After the death of one political prisoner, which became a national issue, the attitude of the government changed towards political prisoners. Our national international solidarity campaign was picking up. There demonstrations in 6 different cities for my and other political prisoners during these days. In Lahore over 400 turned up to demand my release. The Karachi LPP organized two demonstrations and a vigil at night to demand my release. Over 300 important international personalities had signed a petition for mine release. The government felt the pressure and started releasing the political prisoners. I was the last political prisoner to be released on 19th June. While I was coming towards the jail gate, I had to collect the amount, I had deposited at the jails accountant on arrival.

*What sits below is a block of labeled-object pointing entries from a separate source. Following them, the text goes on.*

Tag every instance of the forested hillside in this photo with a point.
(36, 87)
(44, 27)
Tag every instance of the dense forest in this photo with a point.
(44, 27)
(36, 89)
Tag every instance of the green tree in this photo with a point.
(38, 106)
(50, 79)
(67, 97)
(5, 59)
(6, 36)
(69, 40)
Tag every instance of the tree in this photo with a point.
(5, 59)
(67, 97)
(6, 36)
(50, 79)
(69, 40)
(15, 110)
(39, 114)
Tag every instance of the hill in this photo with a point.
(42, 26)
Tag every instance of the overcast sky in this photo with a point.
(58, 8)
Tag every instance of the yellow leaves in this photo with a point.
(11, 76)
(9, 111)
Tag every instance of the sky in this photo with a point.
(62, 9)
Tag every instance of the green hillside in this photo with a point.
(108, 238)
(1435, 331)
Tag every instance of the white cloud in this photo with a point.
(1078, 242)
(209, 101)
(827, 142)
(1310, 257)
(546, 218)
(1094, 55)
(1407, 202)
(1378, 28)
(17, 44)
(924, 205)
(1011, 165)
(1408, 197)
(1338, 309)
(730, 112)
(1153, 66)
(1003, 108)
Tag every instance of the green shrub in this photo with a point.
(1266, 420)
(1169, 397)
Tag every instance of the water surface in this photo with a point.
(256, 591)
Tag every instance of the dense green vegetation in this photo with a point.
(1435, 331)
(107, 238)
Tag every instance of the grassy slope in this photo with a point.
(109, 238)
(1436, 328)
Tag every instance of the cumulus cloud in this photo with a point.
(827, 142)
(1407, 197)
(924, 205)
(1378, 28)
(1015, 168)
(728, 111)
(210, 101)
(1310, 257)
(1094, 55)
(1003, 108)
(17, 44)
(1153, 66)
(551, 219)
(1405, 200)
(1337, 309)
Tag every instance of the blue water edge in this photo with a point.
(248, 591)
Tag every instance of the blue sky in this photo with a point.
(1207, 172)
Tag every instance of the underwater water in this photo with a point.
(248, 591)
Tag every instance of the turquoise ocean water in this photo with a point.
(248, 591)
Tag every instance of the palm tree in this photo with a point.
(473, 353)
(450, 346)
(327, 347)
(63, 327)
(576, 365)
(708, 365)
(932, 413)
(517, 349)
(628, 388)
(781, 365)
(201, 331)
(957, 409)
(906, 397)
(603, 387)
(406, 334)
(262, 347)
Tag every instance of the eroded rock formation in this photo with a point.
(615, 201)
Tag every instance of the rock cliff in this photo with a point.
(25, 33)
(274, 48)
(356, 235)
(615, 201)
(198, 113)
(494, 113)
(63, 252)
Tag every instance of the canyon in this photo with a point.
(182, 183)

While I was standing there, one political prisoner approached me. He was shouting already that I want to see Farooq of Labour Party Pakistan. When I heard this, I told him, it is me, he could not recognize me immediately but then he hugged me several times. He was Iqbal from India whom I had met in 2001 in the same jail. The Indian prisoners were housed next to our barrack and we used to send food for them. At the time in 2001, on his request, I was able to send a Human Rights Commission Pakistan delegation to jail afterward. The HRCP delegation was able to help the release of several Indian prisoners who had completed there sentences but waiting for an exchange of prisoners between the two countries.

Iqbal has heard that I am in jail again and he also knew that I could be released today, somehow, he was able to come out of his barrack to greet me in the lobby. We spoke for some minutes; he wanted me to do the same. “Get some Indian prisoners out of jail” he asked me. I promised to do what I could do. I also gave him some five hundred Rupees to buy some fruit for the Indian prisoners. This was touching time for me. The Indian prisoners remembered me even after six years. Good work is not forgotten for long times. Iqbal has been here for all those six years. One day he will be also with his family in India.